Due to the fact that the world is becoming a global village, more and more fields, such as business, public affairs, and research are becoming borderless. The frequent interaction and collaboration in the field of research all over the world result in greater interests in cross-cultural and international research (Sireci & Berberoglu, 2000). Numerous tests and questionnaires developed for the population in the United States have been translated or adapted by many researchers in some non-English countries (Butcher & Garcia, 1978). This phenomenon is also salient in Asian countries, i.e., research instruments translated from English is popular in academics in Taiwan, especially in the area of psychology and sports. Such translations and adaptations seemed to assume that these translated instruments have as satisfactory validity and reliability as the original one does. However, such an assumption could be dangerous due to a variety of factors that could influence the validity of score from an instrument in different cultural settings and languages (Geisinger, 1994; Hambleton, 2001; Van de Vijver & Hambleton, 1996). In addition, some bias including construct bias and item bias could arise when translating or adapting an instrument from another language (Butcher & Garcia, 1978; Van de Vijver & Hambleton, 1996). Under such a circumstance, the validity could be one of the problems causing inaccurate results. Therefore, a more careful examination on these issues is needed when a researcher translates or adapts the existing tests or questionnaires from another language. The purpose of this paper is to examine the potential issues that might be encountered by researchers when they are translating or adapting instruments or tests from another language. Moreover, remedies and practice from existing studies will also be discussed.

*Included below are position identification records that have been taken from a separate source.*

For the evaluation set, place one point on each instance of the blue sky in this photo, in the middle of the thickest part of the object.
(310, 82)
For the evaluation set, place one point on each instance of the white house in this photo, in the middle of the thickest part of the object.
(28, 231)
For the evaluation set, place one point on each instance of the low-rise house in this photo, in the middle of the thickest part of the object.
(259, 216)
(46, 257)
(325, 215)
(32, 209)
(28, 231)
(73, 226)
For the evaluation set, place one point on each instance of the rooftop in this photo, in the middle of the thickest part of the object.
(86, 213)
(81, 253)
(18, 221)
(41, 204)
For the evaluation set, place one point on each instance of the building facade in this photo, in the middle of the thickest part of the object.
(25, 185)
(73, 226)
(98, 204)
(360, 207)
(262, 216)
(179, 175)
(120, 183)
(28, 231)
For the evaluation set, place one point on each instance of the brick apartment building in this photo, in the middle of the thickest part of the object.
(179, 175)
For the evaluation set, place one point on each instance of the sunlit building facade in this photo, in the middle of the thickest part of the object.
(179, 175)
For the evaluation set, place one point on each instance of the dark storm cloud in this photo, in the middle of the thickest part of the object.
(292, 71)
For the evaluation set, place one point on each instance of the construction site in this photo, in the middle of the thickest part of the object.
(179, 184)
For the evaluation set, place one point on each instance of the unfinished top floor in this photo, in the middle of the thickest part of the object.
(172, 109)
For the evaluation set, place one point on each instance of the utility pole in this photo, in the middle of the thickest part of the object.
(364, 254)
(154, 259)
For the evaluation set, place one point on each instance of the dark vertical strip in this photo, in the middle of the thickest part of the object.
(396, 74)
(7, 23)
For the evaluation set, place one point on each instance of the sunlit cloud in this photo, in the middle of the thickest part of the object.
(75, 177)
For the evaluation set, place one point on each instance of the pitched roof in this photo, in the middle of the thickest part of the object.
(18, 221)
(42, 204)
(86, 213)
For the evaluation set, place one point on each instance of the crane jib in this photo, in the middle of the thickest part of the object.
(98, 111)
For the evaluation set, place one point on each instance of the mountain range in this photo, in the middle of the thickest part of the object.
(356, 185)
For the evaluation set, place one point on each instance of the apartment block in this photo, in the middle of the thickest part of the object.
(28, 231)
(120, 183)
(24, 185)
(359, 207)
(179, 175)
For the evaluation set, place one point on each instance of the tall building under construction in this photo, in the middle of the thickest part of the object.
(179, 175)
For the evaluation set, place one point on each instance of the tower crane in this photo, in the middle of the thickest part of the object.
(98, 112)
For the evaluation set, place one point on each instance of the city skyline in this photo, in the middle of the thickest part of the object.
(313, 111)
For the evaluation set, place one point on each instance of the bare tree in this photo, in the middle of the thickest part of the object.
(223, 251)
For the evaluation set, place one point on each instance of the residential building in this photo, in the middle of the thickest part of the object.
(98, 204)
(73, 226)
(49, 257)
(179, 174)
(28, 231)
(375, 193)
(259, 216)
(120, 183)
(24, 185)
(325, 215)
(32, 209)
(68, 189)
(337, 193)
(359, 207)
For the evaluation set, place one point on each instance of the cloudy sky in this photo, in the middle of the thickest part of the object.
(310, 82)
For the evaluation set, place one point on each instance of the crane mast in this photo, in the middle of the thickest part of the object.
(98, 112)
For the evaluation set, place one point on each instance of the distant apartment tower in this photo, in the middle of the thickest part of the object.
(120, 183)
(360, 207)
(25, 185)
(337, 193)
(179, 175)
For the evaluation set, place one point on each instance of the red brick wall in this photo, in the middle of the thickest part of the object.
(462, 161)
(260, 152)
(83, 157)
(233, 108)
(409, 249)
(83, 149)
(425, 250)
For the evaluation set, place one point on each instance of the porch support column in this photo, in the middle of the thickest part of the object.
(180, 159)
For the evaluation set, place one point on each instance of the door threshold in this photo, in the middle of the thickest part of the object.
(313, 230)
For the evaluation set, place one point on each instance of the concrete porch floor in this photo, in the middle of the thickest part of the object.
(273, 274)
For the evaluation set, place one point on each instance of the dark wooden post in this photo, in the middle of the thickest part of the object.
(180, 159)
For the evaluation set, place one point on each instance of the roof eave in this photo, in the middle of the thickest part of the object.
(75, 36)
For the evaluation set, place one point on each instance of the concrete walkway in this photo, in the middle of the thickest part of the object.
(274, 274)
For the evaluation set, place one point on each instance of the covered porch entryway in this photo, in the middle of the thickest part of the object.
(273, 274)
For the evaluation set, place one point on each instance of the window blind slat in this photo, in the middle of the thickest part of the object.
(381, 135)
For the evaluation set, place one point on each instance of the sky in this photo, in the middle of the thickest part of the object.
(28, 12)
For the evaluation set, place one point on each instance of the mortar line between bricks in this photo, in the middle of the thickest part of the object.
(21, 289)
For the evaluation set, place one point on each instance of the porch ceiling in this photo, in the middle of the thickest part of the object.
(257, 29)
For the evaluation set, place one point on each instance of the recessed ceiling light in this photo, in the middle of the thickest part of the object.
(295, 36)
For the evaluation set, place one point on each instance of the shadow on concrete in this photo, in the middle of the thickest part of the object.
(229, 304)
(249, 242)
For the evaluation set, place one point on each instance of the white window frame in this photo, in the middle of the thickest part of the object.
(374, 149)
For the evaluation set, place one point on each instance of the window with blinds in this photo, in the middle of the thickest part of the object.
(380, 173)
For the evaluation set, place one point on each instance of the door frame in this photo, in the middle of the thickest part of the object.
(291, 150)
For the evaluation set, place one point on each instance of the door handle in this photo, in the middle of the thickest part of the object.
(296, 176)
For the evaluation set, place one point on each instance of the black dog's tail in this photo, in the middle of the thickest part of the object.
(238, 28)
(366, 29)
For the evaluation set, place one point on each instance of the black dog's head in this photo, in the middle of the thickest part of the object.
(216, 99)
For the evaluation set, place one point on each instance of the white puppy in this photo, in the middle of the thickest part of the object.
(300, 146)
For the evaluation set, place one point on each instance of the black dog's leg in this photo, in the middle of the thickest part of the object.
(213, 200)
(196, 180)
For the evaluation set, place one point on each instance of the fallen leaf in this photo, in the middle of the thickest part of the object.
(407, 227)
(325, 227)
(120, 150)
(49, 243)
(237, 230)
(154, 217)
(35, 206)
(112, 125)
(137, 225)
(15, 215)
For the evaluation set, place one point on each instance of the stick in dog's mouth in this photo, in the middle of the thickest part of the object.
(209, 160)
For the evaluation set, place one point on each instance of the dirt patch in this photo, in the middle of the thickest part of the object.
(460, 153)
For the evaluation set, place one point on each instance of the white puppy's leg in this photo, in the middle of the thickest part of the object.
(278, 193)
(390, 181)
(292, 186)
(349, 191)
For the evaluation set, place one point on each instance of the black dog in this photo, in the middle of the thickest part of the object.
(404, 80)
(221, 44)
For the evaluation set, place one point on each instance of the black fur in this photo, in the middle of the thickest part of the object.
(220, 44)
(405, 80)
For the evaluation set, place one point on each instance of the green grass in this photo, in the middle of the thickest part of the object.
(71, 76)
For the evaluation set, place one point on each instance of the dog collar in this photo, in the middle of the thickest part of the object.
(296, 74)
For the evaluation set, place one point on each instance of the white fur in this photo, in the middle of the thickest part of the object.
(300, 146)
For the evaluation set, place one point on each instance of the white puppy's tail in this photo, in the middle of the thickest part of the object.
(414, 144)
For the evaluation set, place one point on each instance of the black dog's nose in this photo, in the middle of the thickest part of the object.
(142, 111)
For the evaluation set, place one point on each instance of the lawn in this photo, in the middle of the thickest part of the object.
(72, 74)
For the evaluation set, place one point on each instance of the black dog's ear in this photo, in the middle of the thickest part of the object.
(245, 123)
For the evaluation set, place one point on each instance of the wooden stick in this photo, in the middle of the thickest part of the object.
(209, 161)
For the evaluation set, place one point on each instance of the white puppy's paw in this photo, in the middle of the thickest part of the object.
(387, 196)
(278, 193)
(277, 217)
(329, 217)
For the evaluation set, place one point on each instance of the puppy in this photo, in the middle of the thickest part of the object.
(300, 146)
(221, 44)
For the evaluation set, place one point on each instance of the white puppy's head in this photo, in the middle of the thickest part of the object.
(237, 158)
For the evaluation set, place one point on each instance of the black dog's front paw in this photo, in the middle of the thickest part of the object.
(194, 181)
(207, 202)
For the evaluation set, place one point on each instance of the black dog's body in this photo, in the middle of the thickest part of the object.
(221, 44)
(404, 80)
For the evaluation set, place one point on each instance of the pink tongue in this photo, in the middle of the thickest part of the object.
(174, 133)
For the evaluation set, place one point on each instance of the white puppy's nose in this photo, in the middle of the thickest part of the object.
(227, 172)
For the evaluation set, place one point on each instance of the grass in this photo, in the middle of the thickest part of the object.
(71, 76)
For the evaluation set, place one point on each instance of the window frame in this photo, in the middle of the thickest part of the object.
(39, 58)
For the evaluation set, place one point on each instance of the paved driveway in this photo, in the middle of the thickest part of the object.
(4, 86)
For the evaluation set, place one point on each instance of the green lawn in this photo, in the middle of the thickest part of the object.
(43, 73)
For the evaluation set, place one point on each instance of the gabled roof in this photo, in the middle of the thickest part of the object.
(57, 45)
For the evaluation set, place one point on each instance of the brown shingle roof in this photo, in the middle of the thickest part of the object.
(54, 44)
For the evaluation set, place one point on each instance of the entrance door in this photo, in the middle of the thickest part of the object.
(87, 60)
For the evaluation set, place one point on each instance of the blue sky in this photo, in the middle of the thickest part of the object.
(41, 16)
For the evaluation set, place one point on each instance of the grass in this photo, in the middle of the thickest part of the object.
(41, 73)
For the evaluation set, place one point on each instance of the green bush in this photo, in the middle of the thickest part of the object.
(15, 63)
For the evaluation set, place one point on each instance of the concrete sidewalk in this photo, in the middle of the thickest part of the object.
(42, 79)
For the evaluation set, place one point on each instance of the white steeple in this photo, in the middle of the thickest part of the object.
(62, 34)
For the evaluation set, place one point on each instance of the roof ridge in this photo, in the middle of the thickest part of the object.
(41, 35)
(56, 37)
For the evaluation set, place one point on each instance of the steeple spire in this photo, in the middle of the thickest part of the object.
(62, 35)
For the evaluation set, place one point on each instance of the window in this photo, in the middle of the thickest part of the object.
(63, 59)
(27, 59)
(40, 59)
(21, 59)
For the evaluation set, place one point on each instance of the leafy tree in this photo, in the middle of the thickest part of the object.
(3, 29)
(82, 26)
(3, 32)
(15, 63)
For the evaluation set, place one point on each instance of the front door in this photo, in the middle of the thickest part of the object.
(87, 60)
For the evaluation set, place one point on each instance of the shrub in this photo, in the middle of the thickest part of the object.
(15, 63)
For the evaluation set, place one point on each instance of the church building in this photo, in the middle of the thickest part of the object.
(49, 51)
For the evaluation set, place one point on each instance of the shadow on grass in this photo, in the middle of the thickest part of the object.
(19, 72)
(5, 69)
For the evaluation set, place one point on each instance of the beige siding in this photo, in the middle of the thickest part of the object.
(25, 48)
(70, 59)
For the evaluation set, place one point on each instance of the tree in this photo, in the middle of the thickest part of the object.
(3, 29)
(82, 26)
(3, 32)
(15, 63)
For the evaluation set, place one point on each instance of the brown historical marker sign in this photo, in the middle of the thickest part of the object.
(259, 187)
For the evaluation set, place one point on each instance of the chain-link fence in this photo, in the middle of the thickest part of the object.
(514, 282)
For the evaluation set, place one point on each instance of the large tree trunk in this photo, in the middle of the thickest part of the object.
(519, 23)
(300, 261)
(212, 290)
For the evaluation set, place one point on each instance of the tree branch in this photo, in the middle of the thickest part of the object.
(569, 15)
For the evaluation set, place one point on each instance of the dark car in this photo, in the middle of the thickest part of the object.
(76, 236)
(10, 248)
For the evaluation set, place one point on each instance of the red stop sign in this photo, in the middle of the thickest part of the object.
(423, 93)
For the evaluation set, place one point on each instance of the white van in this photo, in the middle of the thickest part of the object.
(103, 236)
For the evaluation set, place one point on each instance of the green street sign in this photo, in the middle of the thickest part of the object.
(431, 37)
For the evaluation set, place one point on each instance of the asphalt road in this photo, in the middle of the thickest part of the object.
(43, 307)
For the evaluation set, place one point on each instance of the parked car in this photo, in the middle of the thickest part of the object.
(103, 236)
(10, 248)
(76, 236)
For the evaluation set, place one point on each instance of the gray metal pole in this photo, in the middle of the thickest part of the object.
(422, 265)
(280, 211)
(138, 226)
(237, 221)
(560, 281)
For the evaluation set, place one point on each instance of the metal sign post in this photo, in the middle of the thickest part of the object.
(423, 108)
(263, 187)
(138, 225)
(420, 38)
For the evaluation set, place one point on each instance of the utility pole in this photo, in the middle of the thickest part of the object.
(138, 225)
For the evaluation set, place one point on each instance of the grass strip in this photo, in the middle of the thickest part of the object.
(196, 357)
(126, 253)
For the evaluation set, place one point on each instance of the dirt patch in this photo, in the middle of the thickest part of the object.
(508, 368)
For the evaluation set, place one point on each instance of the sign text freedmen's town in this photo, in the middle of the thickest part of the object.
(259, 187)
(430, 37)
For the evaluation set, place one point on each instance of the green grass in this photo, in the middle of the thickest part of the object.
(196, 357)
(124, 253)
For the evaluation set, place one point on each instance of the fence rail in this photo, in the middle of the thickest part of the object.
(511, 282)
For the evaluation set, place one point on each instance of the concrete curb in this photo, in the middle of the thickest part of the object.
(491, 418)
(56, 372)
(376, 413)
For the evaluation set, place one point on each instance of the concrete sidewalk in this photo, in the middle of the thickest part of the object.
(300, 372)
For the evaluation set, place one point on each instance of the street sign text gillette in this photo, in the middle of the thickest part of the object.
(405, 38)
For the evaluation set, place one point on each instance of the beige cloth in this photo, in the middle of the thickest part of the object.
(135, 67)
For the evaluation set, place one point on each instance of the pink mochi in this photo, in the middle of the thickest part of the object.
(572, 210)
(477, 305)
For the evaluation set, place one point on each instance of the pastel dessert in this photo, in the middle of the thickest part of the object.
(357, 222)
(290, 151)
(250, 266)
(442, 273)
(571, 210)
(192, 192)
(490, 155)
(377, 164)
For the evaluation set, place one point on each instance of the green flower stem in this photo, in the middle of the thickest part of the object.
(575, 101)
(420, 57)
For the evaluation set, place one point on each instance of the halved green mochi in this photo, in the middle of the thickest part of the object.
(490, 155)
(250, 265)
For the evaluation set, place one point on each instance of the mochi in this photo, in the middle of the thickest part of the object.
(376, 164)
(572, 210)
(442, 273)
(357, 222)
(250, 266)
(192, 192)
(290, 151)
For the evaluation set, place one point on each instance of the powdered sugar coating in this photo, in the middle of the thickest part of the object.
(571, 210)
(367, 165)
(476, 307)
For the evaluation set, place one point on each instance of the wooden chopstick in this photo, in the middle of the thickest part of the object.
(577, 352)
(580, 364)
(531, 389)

Issues and Possible Remedies Regarding Cross-Cultural Research

Generally, there are three types of bias in cross-cultural studies: construct bias, method bias, and item bias (Van de Vijver & Hambleton, 1996). The following are the elaboration of each type of bias as well as the possible methods to alleviate the potential problems:

  • Construct bias: this bias occurs when the construct being measured by an instrument shows non-negligible discrepancy across cultures. For example, the construct of “filial piety”, which means how obedient people are to their parents, differs greatly between Western cultures and Eastern cultures. Further, translating an existing instrument is more likely to result in such a bias than developing an instrument for different languages simultaneously. One possible solution of curing construct bias is to adapt/translate an instrument by a team in which the team members possess the expertise in multi-cultural and multi-lingual contexts.
  • Method bias: this bias is attributed to the administration procedure of the measurement including a variety of factors, such as social desirability among/between groups, respondents’ non-familiarity with the measurement and the physical conditions in which a survey is administered, etc. This bias could affect most or even all items of the measurement. In addition, the difference in scores between groups could result from the bias in the administration procedure of the test as opposed to the intrinsic differences of the groups studied if the method bias exists. There are several methods that could be adopted to examine the method bias: confirmatory factor analysis, which can be exploited to compare the equivalence of factor structures in different cultural settings (Marsh & Byrne, 1993); Multitrait-multimethod matrices (MTMM), in which “the inter-correlations among several traits each measured by several methods are appraised for evidence of validity” (Schmitt, Coyle, & Saari, 1977, p.447); repeated test administrations and measurements of social desirability.
  • Item bias: this bias is sometimes called differential item functioning. It may cause problems if such situations as poor wording, inaccurate translations, inappropriateness of item content in a cultural group exist at the item level of the measurement. More specifically, differential item functioning is present when two people with the same ability or level of the trait differs in response due to cultural differences. The statistical techniques developed to detect item bias are divided into two main categories: one developed for dichotomously scored items is the Mantel-Haenszel procedure (Holland & Thayer, 1988), which was proposed by Holland (1985) to detect whether items function differently for two groups of examinees by means of the 2 ×2 ×K contingency table along with the MH-CHISQ test statistic proposed by Mantel and Haenszel; an another procedure developed for detecting differential item functioning in test scores with interval-scale properties was based on the analysis of variance (ANOVA). Moreover, another widely used technique to detect the item bias is an independent back-translation (Brislin, 1980). An independent back-translation means that “an original translation would render items from the original version of the instrument to a second language, and a second translator—one not familiar with the instrument—would translate the instrument back into the original language” (Geisinger, 1994, p. 306). Finally, item response theory (IRT) applied to a variety of translated tests offers the possibility for cross-cultural researchers to solve the problem of measurement inequivalence as well as to discover the cultural and/or lingual differences (Ellis, 1989).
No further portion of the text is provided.